According to a report published in The Journal of Agricultural and Food Chemistry (Dec 28 2011), a group of scientists headed up by Drs. Ling Zheng and Kun Huang believe that coffee's inhibitory effect on type 2 diabetes is due to two substances in the brew -- caffeic acid and chlorogenic acid. A bit of background:
So far the news about coffee and diabetes has come from correlating the results of a number of large-scale population-based studies. Researchers in a couple of different parts of the world have used the data collected in these studies to determine if there was a pattern between coffee consumption and later development of diabetes 2. The one most people are familiar with is based on the Nurses' Health Study, which started in 1975. Thousands of nurses have been filling out questionnaires about their daily habits, including how much coffee they drink for 35 years. Researchers found that nurses who reported drinking 4 or more cups of coffee a day had a 50% lower risk of developing type 2 diabetes, and the more coffee they reported drinking, the lower their risk of diabetes went. They also found that it didn't matter if the nurses were drinking decaf coffee.
That data was backed up by a number of other studies, including one that compared a large cohort of Finnish twins. That data was particularly interesting because it found that in twins -- genetically identical and with similar early childhood backgrounds but with different coffee-drinking habits -- those who drank more coffee (more than 7 cups a day in this study) were less likely to develop type 2 diabetes.

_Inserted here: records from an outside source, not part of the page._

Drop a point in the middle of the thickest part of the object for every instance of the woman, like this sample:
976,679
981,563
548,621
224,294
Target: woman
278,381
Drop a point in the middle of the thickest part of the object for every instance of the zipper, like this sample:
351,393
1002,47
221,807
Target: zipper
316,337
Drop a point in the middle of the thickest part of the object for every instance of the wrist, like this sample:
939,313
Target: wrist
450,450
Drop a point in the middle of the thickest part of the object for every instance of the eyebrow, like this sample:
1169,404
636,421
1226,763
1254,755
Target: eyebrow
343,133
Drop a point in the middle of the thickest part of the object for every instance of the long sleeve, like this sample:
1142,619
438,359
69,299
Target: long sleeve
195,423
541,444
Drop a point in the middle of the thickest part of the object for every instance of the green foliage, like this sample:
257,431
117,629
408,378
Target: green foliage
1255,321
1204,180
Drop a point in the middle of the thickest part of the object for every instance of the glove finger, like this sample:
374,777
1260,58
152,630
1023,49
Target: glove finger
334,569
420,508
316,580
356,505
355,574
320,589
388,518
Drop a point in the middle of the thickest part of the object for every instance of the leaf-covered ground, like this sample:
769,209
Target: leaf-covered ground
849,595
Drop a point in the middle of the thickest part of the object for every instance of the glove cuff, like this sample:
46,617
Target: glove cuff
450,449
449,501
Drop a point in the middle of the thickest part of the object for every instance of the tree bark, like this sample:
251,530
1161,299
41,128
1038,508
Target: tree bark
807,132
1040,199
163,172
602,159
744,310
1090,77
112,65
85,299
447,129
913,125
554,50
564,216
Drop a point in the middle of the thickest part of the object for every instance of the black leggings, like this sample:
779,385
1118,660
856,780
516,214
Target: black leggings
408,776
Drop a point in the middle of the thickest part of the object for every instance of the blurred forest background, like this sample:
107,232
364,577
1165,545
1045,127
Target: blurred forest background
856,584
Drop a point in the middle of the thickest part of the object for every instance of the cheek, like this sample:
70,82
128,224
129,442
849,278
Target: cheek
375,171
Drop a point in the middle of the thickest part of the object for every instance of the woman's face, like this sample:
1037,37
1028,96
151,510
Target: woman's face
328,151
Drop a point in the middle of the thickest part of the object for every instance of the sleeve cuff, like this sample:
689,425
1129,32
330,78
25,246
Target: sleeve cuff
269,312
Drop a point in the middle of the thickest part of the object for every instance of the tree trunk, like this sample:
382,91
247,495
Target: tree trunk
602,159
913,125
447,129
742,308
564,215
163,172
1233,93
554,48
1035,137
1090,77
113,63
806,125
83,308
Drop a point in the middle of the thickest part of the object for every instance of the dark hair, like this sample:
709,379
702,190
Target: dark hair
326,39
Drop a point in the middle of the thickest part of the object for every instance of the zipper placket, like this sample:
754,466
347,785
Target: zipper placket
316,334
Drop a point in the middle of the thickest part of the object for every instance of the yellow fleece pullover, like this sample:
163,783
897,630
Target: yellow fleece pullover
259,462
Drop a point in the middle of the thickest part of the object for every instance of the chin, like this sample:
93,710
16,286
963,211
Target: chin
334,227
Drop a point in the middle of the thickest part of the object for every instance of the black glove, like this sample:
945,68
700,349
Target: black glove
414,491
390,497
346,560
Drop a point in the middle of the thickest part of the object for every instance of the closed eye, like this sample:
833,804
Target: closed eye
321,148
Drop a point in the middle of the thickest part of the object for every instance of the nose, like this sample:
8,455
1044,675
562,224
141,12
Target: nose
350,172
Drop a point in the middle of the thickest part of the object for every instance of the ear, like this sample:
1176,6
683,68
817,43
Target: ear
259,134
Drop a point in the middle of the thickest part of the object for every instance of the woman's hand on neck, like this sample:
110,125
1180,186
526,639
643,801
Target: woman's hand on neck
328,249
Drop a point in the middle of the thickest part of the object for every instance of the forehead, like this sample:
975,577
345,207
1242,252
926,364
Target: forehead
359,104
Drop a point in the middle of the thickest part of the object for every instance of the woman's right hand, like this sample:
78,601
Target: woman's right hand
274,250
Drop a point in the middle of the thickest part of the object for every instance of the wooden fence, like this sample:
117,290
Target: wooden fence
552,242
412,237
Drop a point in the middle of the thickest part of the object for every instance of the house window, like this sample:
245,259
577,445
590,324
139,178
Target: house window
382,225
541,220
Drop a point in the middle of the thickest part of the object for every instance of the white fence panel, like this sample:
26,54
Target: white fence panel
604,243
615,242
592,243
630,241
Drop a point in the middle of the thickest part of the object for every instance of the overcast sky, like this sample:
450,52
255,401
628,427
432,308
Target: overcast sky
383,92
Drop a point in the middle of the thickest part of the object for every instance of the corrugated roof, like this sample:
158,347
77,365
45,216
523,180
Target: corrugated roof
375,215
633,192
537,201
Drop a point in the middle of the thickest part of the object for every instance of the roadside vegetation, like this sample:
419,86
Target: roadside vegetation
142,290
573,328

All of the studies concluded that coffee has a definite inhibitory effect on the development of type 2 diabetes and suggested that further research be done to determine which compounds in coffee might be responsible.
That's the starting ground for the Chinese study recently released. The researchers focused on recent research that linked human islet amyloid polypeptide (hIAPP), also called amylin, with type 2 diabetes. Amylin is secreted by the pancreas at the same time as insulin and works with insulin to help control glucose levels in the blood. It's been known for a while that pateints with type 2 diabetes show a larger concentration of amylin residues in the pancreas than those who don't have diabetes. The researchers decided to see which, if any, compounds in coffee might affect the concentration of amylin. They tested the inhibitory effects of caffeine, caffiec acid and chlorogenic acid on the aggregation of hiAPP and found that all three substances inhibit the development of toxic levels of hiAPP -- but caffeic acid and chlorogenic acid had a much greater effect than caffeine.
Those findings may also explain why some studies have found that filter coffee doesn't have quite the same effect as coffee brewed in other ways -- filter coffee typically has less acids than French press coffee or espresso. Robusta, which is often mixed into espresso blends to give them an "edge", also has a higher content of chlorogenic and caffeic acid than arabica beans.
Of course, this means that if these findings are confirmed, some big pharmaceutical company will be working on synthesizing caffeic acid and chlorogenic acid and putting them into a pill for people to take. But wouldn't it be kinda cool for your doctor to tell you "Drink 3 espressos and call me in the morning?"